In healthy, bio-diverse gardens, beneficial insects perform the valuable role of managing destructive insects. For instance, our native Lady Beetles feast on aphids, thrips, scale and mealy bugs. If we spray with pesticides, we upset Nature’s delicate balance. The more we allow insects to do what they do best, the fewer infestations and problems we’ll face down the road.
Go easy on the mulch…
OK, so this is one of my biggest pet peeves. We have blindly accepted the notion that beds should be smothered in bark mulch and that this is somehow beneficial to plants and trees. Nothing could be further from the truth.
Yes, mulch helps reduce moisture loss and suppresses weeds. But if mulch is applied directly on top of a plant’s crown or piled up onto a tree’s bark, this is a recipe for disaster.
We’ve all seen, or have been a party to, the dreaded “mulch volcanos”. where mulch is repeatedly spread high up around a tree trunk year after year, until it ultimately looks like, well, a volcano. Think about it, does this look like something you would see in Nature? Nope. It not only looks ridiculous, but it leads to crown rot and harbors insects and rodents which will feast on the tree bark and eventually cause death. I have personally observed “death by mulch” in prospective clients’ gardens.
So, try to refrain from laying down more than 2-3” of mulch, or perhaps skip mulching this year and give last year’s mulch a chance to decompose and break down into the soil. Your garden beds are more likely to benefit from an inch of rich, organic compost instead.
If you do plan to mulch this year, I recommend heavily aged hemlock mulch blended with compost. If you can not find a blended compost/mulch product then first sprinkle granular organic fertilizer, like Espoma’s Plant Tone or Garden Tone, then lay an inch of organic compost around your plants. I like Coast of Maine products. Both Espoma and Coast of Maine fertilizers and soil amendments are available at Nashua Farmers’ Exchange).

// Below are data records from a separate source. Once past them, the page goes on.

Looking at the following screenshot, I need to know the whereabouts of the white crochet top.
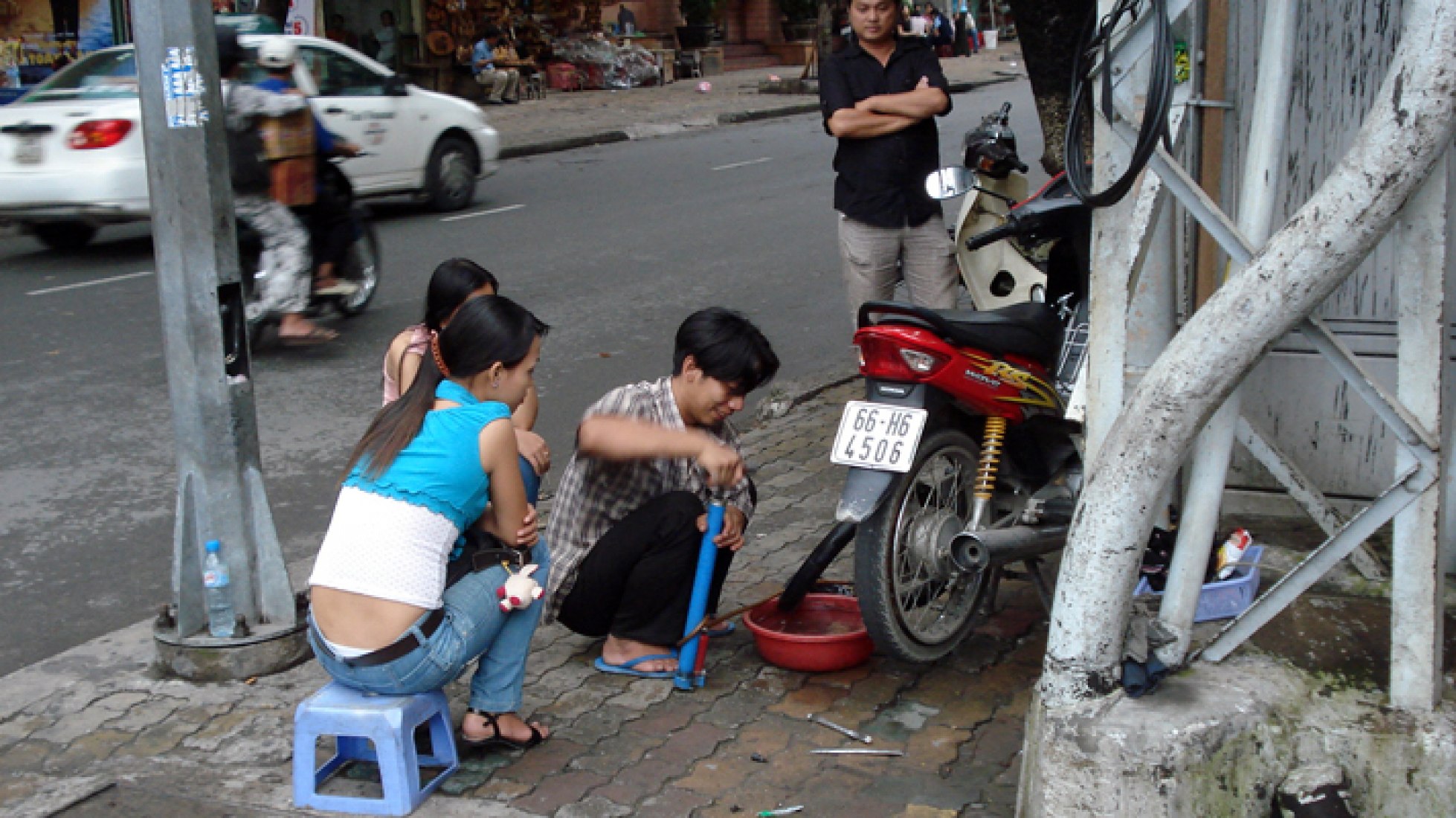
[309,486,460,610]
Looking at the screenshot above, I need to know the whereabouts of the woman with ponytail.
[309,295,550,750]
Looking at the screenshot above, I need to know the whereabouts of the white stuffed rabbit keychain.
[495,563,546,613]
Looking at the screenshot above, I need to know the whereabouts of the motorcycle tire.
[854,428,1017,663]
[336,217,380,318]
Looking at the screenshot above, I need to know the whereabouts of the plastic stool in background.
[521,74,541,99]
[293,681,460,815]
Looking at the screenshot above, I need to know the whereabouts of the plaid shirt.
[541,377,753,623]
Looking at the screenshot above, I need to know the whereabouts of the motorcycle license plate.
[15,137,45,164]
[828,400,926,471]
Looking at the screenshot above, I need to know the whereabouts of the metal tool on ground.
[807,713,875,744]
[673,497,724,690]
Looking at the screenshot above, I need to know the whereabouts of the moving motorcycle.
[237,155,380,345]
[779,103,1091,661]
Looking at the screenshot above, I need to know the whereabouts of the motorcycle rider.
[217,29,339,347]
[257,36,360,295]
[819,0,956,321]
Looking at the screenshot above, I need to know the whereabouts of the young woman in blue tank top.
[309,295,550,748]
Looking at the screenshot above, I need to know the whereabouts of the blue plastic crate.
[1133,546,1264,622]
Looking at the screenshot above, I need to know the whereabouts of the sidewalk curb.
[743,364,859,431]
[501,74,1021,161]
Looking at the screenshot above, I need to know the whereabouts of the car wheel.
[425,137,476,211]
[30,222,96,252]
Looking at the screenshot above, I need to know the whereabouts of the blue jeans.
[309,540,550,713]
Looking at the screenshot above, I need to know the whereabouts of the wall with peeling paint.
[1223,0,1402,497]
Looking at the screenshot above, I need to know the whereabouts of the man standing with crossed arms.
[819,0,956,321]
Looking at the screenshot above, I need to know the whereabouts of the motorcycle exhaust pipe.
[951,526,1070,572]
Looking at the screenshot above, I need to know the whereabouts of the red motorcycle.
[780,108,1091,663]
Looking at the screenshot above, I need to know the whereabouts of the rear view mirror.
[924,167,976,199]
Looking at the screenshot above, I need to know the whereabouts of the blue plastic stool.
[293,681,460,815]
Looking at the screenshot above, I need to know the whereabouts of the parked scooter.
[237,157,380,345]
[779,103,1091,661]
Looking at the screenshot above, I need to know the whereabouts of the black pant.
[558,492,732,645]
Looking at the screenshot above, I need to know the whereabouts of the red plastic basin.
[743,594,875,672]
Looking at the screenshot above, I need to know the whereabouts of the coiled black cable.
[1061,0,1173,207]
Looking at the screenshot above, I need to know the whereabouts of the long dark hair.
[422,259,501,332]
[345,295,550,477]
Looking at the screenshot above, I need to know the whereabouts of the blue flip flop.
[591,654,677,678]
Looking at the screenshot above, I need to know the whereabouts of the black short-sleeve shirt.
[819,36,951,227]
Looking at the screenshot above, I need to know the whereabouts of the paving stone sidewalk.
[0,380,1046,818]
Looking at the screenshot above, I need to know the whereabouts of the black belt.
[319,608,445,668]
[470,549,532,573]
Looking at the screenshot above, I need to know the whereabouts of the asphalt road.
[0,82,1044,674]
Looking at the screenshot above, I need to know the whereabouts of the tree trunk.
[993,0,1096,175]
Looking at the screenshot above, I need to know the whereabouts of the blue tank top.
[344,380,511,531]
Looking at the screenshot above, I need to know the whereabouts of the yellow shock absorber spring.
[974,418,1006,500]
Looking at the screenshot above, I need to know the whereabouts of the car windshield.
[25,50,137,102]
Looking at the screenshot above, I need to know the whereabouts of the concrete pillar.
[1391,150,1456,710]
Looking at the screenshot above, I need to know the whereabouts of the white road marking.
[439,205,526,222]
[713,155,773,170]
[26,269,156,295]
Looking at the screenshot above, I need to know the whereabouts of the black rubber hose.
[1063,0,1173,207]
[779,523,859,611]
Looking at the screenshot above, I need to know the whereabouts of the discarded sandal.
[591,654,677,678]
[313,278,360,297]
[278,326,339,347]
[459,707,546,750]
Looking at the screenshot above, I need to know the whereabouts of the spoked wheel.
[338,222,379,318]
[854,429,1023,663]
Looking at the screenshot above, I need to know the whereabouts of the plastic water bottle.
[202,540,236,639]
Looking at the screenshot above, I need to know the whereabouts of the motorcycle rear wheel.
[338,220,380,318]
[854,428,1021,663]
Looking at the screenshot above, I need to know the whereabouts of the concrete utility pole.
[1028,0,1456,704]
[131,0,307,680]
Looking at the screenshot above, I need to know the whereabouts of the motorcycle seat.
[859,301,1063,367]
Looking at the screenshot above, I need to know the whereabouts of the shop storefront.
[0,0,129,103]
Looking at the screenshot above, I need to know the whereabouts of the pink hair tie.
[430,330,450,377]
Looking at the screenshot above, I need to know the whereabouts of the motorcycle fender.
[834,381,927,523]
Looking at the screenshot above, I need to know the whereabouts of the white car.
[0,35,501,249]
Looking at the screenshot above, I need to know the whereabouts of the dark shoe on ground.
[460,707,546,750]
[703,622,738,639]
[591,654,677,678]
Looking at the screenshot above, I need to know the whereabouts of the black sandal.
[460,707,546,750]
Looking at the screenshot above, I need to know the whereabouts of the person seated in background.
[470,26,521,105]
[495,32,538,77]
[926,6,955,58]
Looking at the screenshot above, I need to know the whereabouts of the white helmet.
[258,36,298,71]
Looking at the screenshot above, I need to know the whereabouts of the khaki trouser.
[474,68,521,102]
[839,214,958,322]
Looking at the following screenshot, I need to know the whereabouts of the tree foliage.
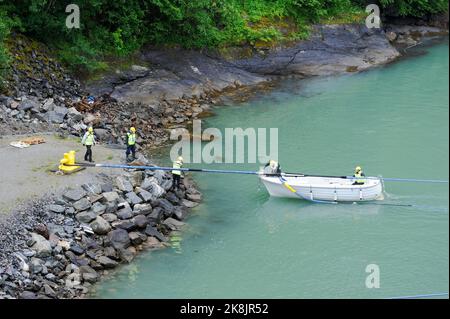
[0,0,446,71]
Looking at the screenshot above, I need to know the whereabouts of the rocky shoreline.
[0,25,448,299]
[0,157,201,299]
[0,25,448,149]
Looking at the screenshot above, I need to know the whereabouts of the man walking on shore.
[125,127,136,162]
[81,127,95,163]
[172,156,183,189]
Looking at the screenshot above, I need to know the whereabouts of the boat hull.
[260,175,383,202]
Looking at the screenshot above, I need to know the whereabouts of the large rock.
[118,246,136,263]
[48,205,66,214]
[91,202,106,215]
[63,188,86,202]
[47,106,67,124]
[73,198,91,212]
[97,256,119,268]
[134,215,148,228]
[18,99,40,111]
[116,176,133,193]
[75,210,97,224]
[90,216,111,235]
[163,217,185,230]
[116,206,134,219]
[145,225,168,241]
[133,204,152,215]
[102,213,117,223]
[108,229,131,249]
[125,192,142,205]
[103,192,119,202]
[81,183,102,195]
[31,233,52,257]
[156,198,174,213]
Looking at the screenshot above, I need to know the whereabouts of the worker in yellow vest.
[172,156,183,189]
[125,127,136,161]
[353,166,366,185]
[81,127,95,163]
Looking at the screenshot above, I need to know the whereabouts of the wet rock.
[65,273,81,289]
[90,216,111,235]
[108,229,131,249]
[182,199,198,208]
[130,171,144,187]
[105,202,118,214]
[70,243,84,255]
[116,206,133,219]
[73,198,91,212]
[118,246,136,263]
[81,183,102,195]
[145,225,168,242]
[134,215,148,228]
[102,213,117,223]
[114,219,137,232]
[91,202,106,215]
[31,233,52,257]
[48,205,66,214]
[136,187,154,202]
[125,192,142,205]
[186,194,202,203]
[19,291,37,299]
[116,176,133,193]
[75,210,97,224]
[80,266,99,284]
[103,192,119,202]
[63,188,86,202]
[97,256,119,268]
[163,217,185,230]
[33,224,50,239]
[128,232,146,245]
[47,106,67,124]
[133,204,152,215]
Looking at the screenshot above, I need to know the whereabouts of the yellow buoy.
[58,151,82,174]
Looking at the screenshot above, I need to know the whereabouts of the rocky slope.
[0,158,201,299]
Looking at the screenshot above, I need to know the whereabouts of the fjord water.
[95,42,449,298]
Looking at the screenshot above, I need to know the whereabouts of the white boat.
[260,173,383,202]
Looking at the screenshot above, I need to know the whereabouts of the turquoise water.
[95,43,449,298]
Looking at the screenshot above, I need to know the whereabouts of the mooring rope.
[385,292,448,299]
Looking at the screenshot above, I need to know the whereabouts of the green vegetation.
[0,0,447,77]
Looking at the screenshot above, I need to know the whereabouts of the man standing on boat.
[353,166,366,185]
[172,156,183,189]
[264,160,281,174]
[81,126,95,163]
[125,127,136,162]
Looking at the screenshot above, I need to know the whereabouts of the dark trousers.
[172,174,181,188]
[125,145,136,159]
[84,145,92,162]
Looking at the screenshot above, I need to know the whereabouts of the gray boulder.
[97,256,119,268]
[63,188,86,202]
[31,233,52,257]
[48,205,66,214]
[73,198,91,212]
[108,229,131,249]
[116,176,133,193]
[90,216,111,235]
[75,210,97,224]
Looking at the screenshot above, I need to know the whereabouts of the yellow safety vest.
[84,132,94,145]
[172,161,183,175]
[127,133,136,145]
[355,172,365,184]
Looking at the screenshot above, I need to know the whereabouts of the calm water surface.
[95,42,449,298]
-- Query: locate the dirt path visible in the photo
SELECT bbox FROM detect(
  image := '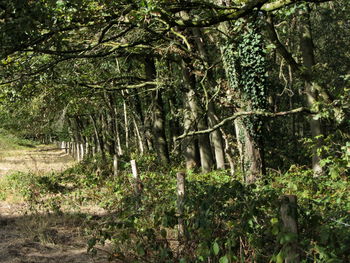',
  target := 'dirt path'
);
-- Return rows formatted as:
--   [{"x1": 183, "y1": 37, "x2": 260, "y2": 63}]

Finally, finish with 2” of aged bark mulch or leaf mulch, being careful not to smother the crown.
Avoid mulch with color enhancers as they provide no benefit to your garden and can actually be harmful. Here’s a helpful article from a reliable source about the dangers of colored mulch.
If you or your landscaper have already laid down mulch, I highly recommend that you gently pull any mulch back away from the crowns of shrubs, and from the trunks of trees, exposing the tree “flare”. You will be rewarded with healthier, more beautiful, longer-living plants.
As Keeper of your garden, your efforts to restore a healthy balance will be rewarded as plants thrive and pollinators feast. Your gardens will be easier to manage, but they will still benefit from your attention.
As we welcome the new season, I ask readers to shift their thinking and update their vocabulary, replacing “maintain” with “nurture”. Why?
“Maintaining" a garden has a negative connotation and for most people means work and drudgery. It frequently involves tools of destruction . . . and an indifference to the needs of the wildlife that is necessary to support biodiversity.
“Nurturing” a garden means relishing the opportunity to immerse ourselves in the magic of our garden – to favor a light touch, and to observe mysterious creatures and wondrous happenings at the plant and soil level. We derive a sense of purpose and accomplishment as we carefully tend to our garden’s needs, being careful not to upset nature’s perfect balance. We are resolute in our role as Steward of the Land.